Appleが塞いだ“権限の壁” 研究者が脆弱性の実証デモを公開
Appleのセキュリティ情報では、macOS Tahoe、Sequoia、Sonomaの各項目で同じ影響と対処内容が示されている。いずれもAccountsが対象で、アプリがroot権限を取得する可能性があるとしている。修正内容としては、パスの検証を強化したことが明記されている。
脆弱性を報告したのは、サイバーセキュリティ企業CyStackのアダム・フランケ氏、アシシュ・クンワル氏、チュン・グエン氏だ。Appleの公開情報にも、3人が発見者として記載されている。
CyStackは2026年7月28日、グエン氏によるmacOS Tahoe 26.5.1上の実証デモを公開した。動画では、脆弱性がどのような問題を引き起こすのかや、Appleによる修正のポイントを解説している。
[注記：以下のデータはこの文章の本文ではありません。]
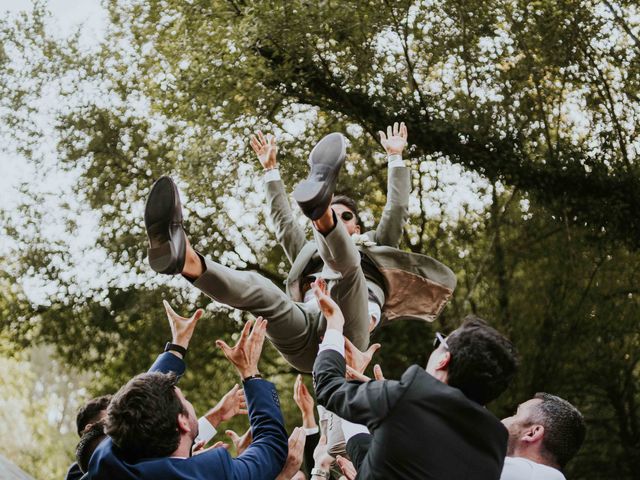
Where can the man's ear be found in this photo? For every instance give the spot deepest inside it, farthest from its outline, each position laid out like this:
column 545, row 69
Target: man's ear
column 183, row 423
column 443, row 361
column 533, row 434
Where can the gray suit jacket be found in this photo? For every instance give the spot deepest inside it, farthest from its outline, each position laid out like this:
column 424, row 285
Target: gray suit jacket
column 416, row 286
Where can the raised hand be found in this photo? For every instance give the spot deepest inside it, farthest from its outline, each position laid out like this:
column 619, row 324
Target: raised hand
column 355, row 358
column 246, row 353
column 296, row 454
column 266, row 150
column 353, row 374
column 395, row 140
column 240, row 442
column 181, row 328
column 328, row 307
column 304, row 400
column 232, row 404
column 198, row 448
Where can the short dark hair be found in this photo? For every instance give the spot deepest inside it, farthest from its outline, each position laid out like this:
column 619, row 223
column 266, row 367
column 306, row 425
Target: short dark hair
column 483, row 361
column 142, row 418
column 564, row 427
column 348, row 202
column 91, row 412
column 88, row 443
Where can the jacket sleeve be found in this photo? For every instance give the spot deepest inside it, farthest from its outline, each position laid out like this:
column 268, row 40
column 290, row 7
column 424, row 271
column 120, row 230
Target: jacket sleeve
column 288, row 232
column 366, row 403
column 268, row 452
column 396, row 210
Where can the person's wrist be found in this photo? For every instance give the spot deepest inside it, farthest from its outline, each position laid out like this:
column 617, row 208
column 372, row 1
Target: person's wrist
column 308, row 420
column 335, row 326
column 182, row 341
column 270, row 166
column 214, row 416
column 319, row 472
column 248, row 372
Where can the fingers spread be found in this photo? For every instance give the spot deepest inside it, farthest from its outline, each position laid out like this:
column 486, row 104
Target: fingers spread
column 377, row 372
column 245, row 330
column 403, row 130
column 169, row 310
column 197, row 315
column 226, row 349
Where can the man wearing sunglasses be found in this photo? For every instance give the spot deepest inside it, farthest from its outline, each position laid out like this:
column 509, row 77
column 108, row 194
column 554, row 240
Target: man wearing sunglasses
column 431, row 423
column 381, row 279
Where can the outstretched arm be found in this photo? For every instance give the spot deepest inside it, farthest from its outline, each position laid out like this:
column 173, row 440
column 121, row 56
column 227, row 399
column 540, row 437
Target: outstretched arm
column 364, row 403
column 182, row 329
column 288, row 232
column 396, row 211
column 266, row 455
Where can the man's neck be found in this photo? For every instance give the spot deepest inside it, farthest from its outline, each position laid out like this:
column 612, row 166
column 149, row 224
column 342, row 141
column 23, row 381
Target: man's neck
column 536, row 457
column 184, row 447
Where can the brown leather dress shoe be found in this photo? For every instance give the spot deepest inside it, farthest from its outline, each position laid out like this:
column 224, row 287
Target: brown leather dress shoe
column 163, row 220
column 314, row 194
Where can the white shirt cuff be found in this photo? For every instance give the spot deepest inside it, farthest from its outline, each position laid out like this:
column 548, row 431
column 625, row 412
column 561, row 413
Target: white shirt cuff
column 333, row 340
column 271, row 175
column 206, row 431
column 395, row 161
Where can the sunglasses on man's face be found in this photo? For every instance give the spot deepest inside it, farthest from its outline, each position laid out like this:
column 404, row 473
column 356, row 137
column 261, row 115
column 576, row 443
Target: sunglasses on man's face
column 438, row 340
column 347, row 216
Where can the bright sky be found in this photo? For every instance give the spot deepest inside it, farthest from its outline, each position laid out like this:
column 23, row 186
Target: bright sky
column 456, row 186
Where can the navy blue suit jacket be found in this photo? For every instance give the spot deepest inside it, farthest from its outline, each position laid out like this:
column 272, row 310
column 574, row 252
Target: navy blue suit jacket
column 264, row 459
column 422, row 428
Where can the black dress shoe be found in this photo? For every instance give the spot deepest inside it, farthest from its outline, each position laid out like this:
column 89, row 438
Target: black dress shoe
column 314, row 194
column 163, row 220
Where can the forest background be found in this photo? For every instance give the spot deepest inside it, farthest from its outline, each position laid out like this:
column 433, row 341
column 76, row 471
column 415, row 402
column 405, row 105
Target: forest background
column 523, row 119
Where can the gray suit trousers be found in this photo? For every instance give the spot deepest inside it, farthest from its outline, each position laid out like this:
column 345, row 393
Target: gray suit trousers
column 294, row 328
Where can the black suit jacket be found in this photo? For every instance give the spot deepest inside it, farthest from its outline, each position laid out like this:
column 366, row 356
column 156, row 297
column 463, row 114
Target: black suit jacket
column 421, row 428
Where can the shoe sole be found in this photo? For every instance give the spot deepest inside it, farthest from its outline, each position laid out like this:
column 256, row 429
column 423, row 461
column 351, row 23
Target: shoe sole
column 158, row 209
column 307, row 192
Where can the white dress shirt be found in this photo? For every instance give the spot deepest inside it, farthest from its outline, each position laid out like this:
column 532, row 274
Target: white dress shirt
column 518, row 468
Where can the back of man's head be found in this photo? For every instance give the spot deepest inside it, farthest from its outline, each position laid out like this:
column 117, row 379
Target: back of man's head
column 91, row 412
column 142, row 418
column 89, row 441
column 564, row 428
column 483, row 361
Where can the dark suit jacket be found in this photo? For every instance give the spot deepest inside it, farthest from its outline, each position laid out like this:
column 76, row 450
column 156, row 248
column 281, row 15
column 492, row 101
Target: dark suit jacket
column 421, row 428
column 264, row 459
column 74, row 472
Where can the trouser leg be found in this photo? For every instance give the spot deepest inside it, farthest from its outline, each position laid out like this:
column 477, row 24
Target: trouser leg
column 339, row 253
column 292, row 328
column 358, row 447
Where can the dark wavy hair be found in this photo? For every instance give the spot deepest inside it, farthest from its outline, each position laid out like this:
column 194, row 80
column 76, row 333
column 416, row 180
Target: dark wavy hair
column 564, row 427
column 483, row 361
column 91, row 412
column 88, row 443
column 142, row 418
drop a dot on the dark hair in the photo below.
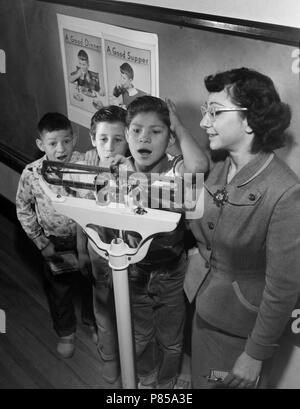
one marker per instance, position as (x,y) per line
(82,55)
(126,68)
(111,113)
(267,116)
(147,103)
(53,121)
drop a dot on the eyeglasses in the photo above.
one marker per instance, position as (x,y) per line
(213,111)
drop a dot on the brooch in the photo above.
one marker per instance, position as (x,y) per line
(220,197)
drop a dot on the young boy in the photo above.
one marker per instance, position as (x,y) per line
(158,303)
(53,233)
(108,137)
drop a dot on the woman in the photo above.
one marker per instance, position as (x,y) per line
(245,277)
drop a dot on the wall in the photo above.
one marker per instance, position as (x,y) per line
(280,12)
(34,81)
(8,182)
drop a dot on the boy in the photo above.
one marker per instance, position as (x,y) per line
(126,87)
(158,303)
(108,137)
(54,233)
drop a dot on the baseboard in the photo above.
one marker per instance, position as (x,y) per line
(8,209)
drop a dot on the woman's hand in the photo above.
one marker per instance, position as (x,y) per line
(92,158)
(245,372)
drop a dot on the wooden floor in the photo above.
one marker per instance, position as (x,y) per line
(28,358)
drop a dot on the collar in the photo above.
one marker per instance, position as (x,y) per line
(249,172)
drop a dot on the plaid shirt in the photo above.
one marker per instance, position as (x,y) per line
(35,211)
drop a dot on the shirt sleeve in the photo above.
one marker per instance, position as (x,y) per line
(25,206)
(282,276)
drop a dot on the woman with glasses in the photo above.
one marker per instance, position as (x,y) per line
(245,274)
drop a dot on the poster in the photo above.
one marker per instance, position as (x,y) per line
(105,64)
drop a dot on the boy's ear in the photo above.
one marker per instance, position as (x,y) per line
(248,128)
(40,144)
(74,139)
(172,140)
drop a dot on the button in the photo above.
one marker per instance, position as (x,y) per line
(211,226)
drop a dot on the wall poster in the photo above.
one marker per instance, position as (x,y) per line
(105,64)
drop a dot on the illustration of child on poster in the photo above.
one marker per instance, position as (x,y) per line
(84,62)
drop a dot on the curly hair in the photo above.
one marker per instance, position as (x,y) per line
(267,116)
(126,68)
(111,114)
(148,103)
(53,121)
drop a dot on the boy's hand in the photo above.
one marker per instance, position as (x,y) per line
(122,161)
(92,158)
(49,250)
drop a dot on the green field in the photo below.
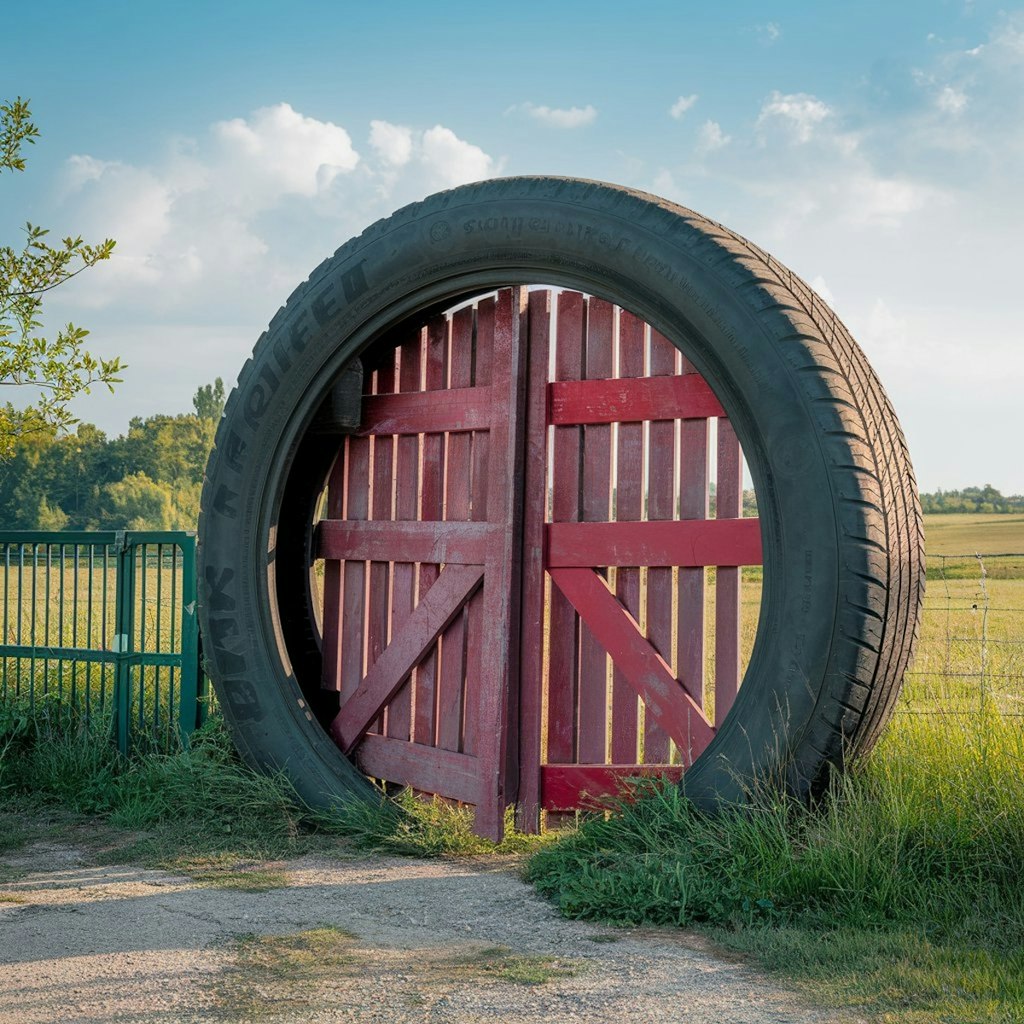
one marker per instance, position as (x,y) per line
(956,534)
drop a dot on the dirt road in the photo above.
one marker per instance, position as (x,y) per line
(343,940)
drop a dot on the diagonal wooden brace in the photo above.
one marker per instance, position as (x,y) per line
(425,624)
(674,710)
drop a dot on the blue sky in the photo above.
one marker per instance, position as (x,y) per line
(877,148)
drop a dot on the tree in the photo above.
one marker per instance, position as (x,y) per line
(209,400)
(60,367)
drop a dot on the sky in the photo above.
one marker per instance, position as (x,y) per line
(877,148)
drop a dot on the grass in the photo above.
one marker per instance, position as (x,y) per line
(899,894)
(952,534)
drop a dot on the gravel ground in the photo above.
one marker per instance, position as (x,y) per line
(347,940)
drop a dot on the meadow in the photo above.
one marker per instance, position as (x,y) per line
(897,895)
CyStackによると、問題はAccountsコンポーネントがディレクトリパスを処理する際の解析にある。権限を持たないアプリから細工したパスを渡されると、想定された範囲を超えてディレクトリを参照・操作できる可能性があり、その結果としてroot権限への昇格につながる。
つまり、攻撃者が対象のmacOSで何らかのアプリを実行できる状況では、そのアプリに本来与えられていない高い権限を取得される可能性がある。Appleはパスの妥当性を検証する処理を改善し、こうした想定外の動作を防いだ。
影響を受けるのは、macOS Sonoma 14.8.8より前、macOS Sequoia 15.7.8より前、macOS Tahoe 26.6より前の各バージョン。修正版はSonoma 14.8.8、Sequoia 15.7.8、Tahoe 26.6で、CyStackは利用者に該当する修正版への更新を呼び掛けている。
なお、公開された動画はAppleによる修正後に、脆弱性の仕組みを示し、教育や注意喚起につなげる目的で公開されたものだ。具体的な悪用につながり得る詳細な手順などは公開内容から省かれている。
CyStackはこれまでにも複数のソフトウェアや製品について脆弱性を発見し、開発元への責任ある開示をしている。